A redesigned outsole helps give the v7 a smoother transition without sacrificing durability or traction.
We have the full-length engineered mesh upper which is really nice and breathable. Combined with the asymmetrical heel counter, the shoe really locks in your heel nice and tight and it makes it so your heel is not slipping in and out of the shoe.
It’s got some extra padding up around the collar and around the Achilles area, which is going to help lock your foot inside the shoe.
Thanks to the new minimal seam upper design, unwanted hot spots and irritation should be limited for a more comfortable running experience.
You get a nice stable ride from the top of the shoe all the way to the bottom of the shoe.
Last but not least, the 1260v7 is one of the best running shoes for narrow feet and high arches.
Skechers GoMeb Speed 6 Hyper
The GoMeb Speed 6 is literally Skechers’ no-nonsense lightweight racing flat. It’s simple and to the point.

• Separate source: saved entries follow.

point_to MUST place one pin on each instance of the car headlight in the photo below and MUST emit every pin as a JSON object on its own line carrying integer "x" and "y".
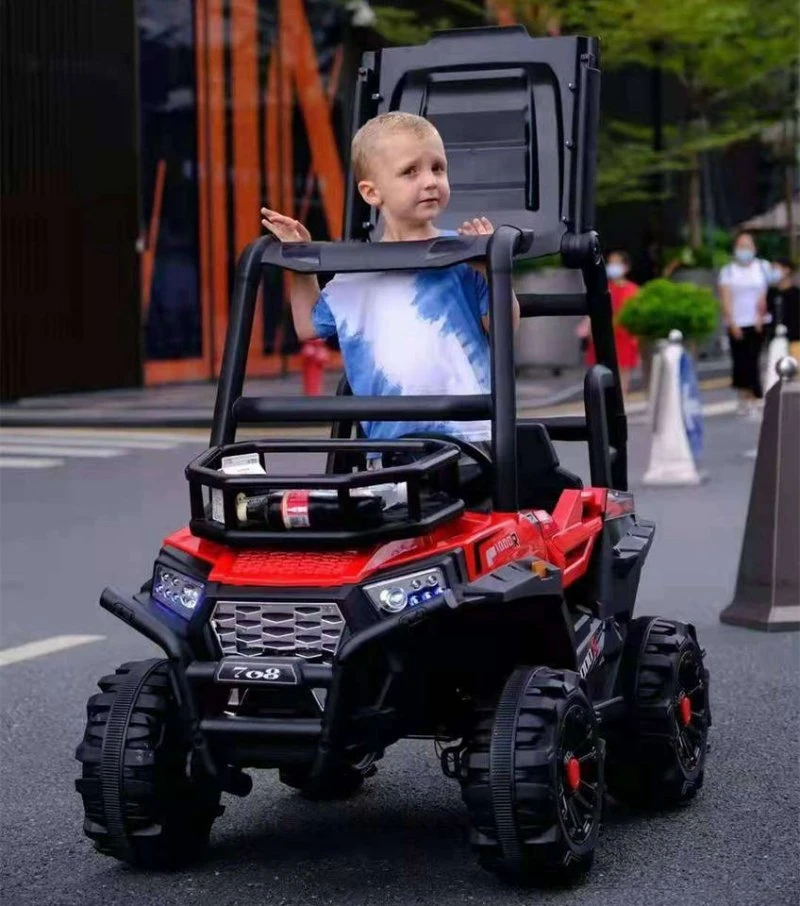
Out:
{"x": 394, "y": 595}
{"x": 176, "y": 591}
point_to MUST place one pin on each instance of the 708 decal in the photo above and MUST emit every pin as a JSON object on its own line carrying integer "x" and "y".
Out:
{"x": 230, "y": 671}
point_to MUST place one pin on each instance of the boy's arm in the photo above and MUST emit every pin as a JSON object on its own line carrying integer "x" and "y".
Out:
{"x": 303, "y": 288}
{"x": 481, "y": 226}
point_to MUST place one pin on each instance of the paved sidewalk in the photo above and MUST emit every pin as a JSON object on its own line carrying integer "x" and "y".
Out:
{"x": 192, "y": 405}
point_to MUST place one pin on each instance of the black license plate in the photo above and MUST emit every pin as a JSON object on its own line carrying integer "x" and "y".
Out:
{"x": 267, "y": 672}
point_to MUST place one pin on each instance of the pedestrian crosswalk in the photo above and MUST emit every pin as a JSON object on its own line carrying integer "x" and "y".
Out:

In the upper, you’ve got a translucent mesh that you may have seen in shoes like the Speed Trail Hyper or the Skechers Speed Elite.

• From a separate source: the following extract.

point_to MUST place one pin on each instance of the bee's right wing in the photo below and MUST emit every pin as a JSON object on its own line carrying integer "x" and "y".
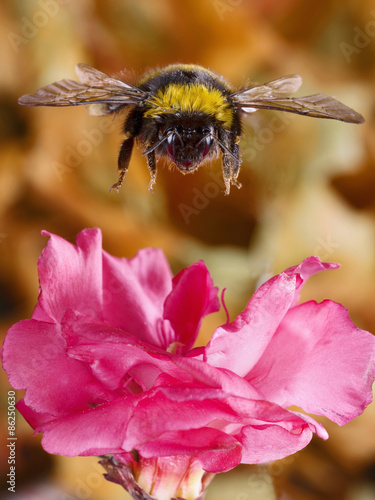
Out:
{"x": 96, "y": 88}
{"x": 275, "y": 95}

As far as the concept, it is as simple as it comes, but it is very effective in holding your foot in place.
There’s some nylon mesh in the midfoot to add just a bit more structure on the midfoot. The heel has got an external heel counter. It’s sturdy and keeps the shoe stable enough to be effective when combined with the minimal upper.
It’s just enough to get the job done.
There’s almost no padding on the heel cup or anywhere else on the upper, but for the purpose of being a racer, it is comfortable.
The GoMeb Speed is very breathable and the only gripe is that the mesh does take a couple of runs to break in.
The toe box is about average, not too wide and not too narrow. It has the typical fit of a traditional racing flag.
The bread and butter of this shoe is the Hyper Burst midsole. Just in case this is the first time that you’ve heard of it, Hyper Burst is life.
As simple as the shoe is, the ride is fast and nimble and has that extra bounce that runners like.
It’s a very light material so you don’t get that bottom-heavy feeling that sometimes comes with shoes with light uppers.
When you put this Skechers on, you’re going to feel fast, snappy, quick, responsive, all those buzz words.
You’re not going to get a nice long run feeling of plushness and comfort in this shoe, though.
Shoes like the Skechers GoRun Ride 8 or the Max Road 4 also have Hyper Burst and a lot more of it. Those are built for comfort. On the other hand, the GoMeb Speed 6 is for speed.
But unless you’re one of those elite joggers who can really maintain that fast pace at extended distances, you might use this shoe from a road mile all the way to a half marathon.
Personally, I think this is an ideal 5k, 10k shoe, but everyone is different.
What actually surprised me is the inclusion of the GoodYear rubber throughout the outsole, which is a response to Adidas’ Continental rubber.
I can’t think of many shoes that are this light and still have that full coverage rubber. The grip on these shoes will not fail you.
It’s always reassuring to feel at ease knowing there’s something protecting this shoe and your feet from the pavement.
Is there a carbon plate inside?
The answer is yes and no.
There is a plate, but it is not like the carbon plate that you see in the Vapor Fly, the Carbon X, or the Skechers Speed Elite.
This is a Pebax plate sandwiched right between the midsole, which helps keep the shoe fast and stable at faster speeds.
Yes, it makes the shoe faster, but you’re not going to get that crazy spring forward feeling that you get in other shoes like the Vapor Fly or the Speed Elite.
So, the Skechers GoMeb Speed 6 is exactly what it looks like, a no-nonsense nice fast minimal racing flat. It’s maybe for a road mile and maybe for a full marathon if you’re one of those people.
One last thing, the GoMeb Speed fits a half size down from normal running shoe size, which means it’s narrow and that’s good news for folks with narrow feet and narrow heels.
So there you have it. These were some of the best running shoes for narrow feet if you really want to enjoy running once again.
Last but not least, make sure you lace your running shoes appropriately to get the best heel hold and midfoot lockdown.